Culture

Group Paid Widows of Tuskegee Experiment Paltry $100 to Study Dead Spouses’ Blood



A foundation in New York has apologized for its role in the Tuskegee experiment, which studied 600 Black men, 399 of them with syphilis in the 1930s.

The men were told they were being studied for their “bad blood” and denied penicillin when it became available in 1943. The study was actually called “Tuskegee Study of Untreated Syphilis in the Negro Male.”

According to the Associated Press, the Milbank Memorial Fund was part of a scheme to pay for the men’s funeral expenses, up to $100, if their widows agreed to an autopsy allowing scientists to further study their dead husbands’ bodies. The apology will accompany a donation to Voices of our Fathers Legacy Foundation in Birmingham on June 11.

In 1973, a class-action lawsuit was filed on behalf of the men in the Tuskegee experiment and their families which was settled out-of-court for $10 million. President Bill Clinton issued a formal presidential apology on May 16, 1997.

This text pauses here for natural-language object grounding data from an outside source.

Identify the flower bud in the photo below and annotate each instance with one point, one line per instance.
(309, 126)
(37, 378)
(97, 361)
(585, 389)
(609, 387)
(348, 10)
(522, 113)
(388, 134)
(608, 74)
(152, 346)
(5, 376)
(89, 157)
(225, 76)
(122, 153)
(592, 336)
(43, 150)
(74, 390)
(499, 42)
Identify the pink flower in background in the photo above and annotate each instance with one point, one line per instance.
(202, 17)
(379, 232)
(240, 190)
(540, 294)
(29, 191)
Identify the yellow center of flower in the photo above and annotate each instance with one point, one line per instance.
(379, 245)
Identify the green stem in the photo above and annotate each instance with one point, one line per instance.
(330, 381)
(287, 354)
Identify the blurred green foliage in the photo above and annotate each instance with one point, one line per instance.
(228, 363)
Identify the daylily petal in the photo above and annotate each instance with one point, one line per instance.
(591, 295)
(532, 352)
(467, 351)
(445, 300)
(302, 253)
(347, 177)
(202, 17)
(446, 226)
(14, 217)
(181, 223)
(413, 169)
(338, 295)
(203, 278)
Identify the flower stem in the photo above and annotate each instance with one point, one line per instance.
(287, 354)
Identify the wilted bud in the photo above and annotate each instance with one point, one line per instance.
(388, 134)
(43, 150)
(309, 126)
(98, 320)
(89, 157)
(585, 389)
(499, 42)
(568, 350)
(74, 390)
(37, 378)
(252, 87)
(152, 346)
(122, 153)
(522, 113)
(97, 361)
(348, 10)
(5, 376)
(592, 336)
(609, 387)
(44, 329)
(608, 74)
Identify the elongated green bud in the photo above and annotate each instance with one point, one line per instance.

Lillie Tyson Head is the president of Voices of our Fathers and said her father, Freddie Lee Tyson, was one of the participants in the study. Head told the Associated Press that the apology was a “wonderful gesture” despite it coming 25 years after the government’s apology to the remaining survivors, who have all since passed away.

“It’s really something that could be used as an example of how apologies can be powerful in making reparations and restorative justice be real,” said Head.

Christopher F. Koller, president of the Milbank Memorial Fund, said there is no justification for the payments. He also noted the deep mistrust many Black Americans still have for the government due to the horrific study.

“It was one more example of ways that men in the study were deceived,” noted Koller. “And we are dealing as individuals, as a region, as a country, with the impact of that deceit.”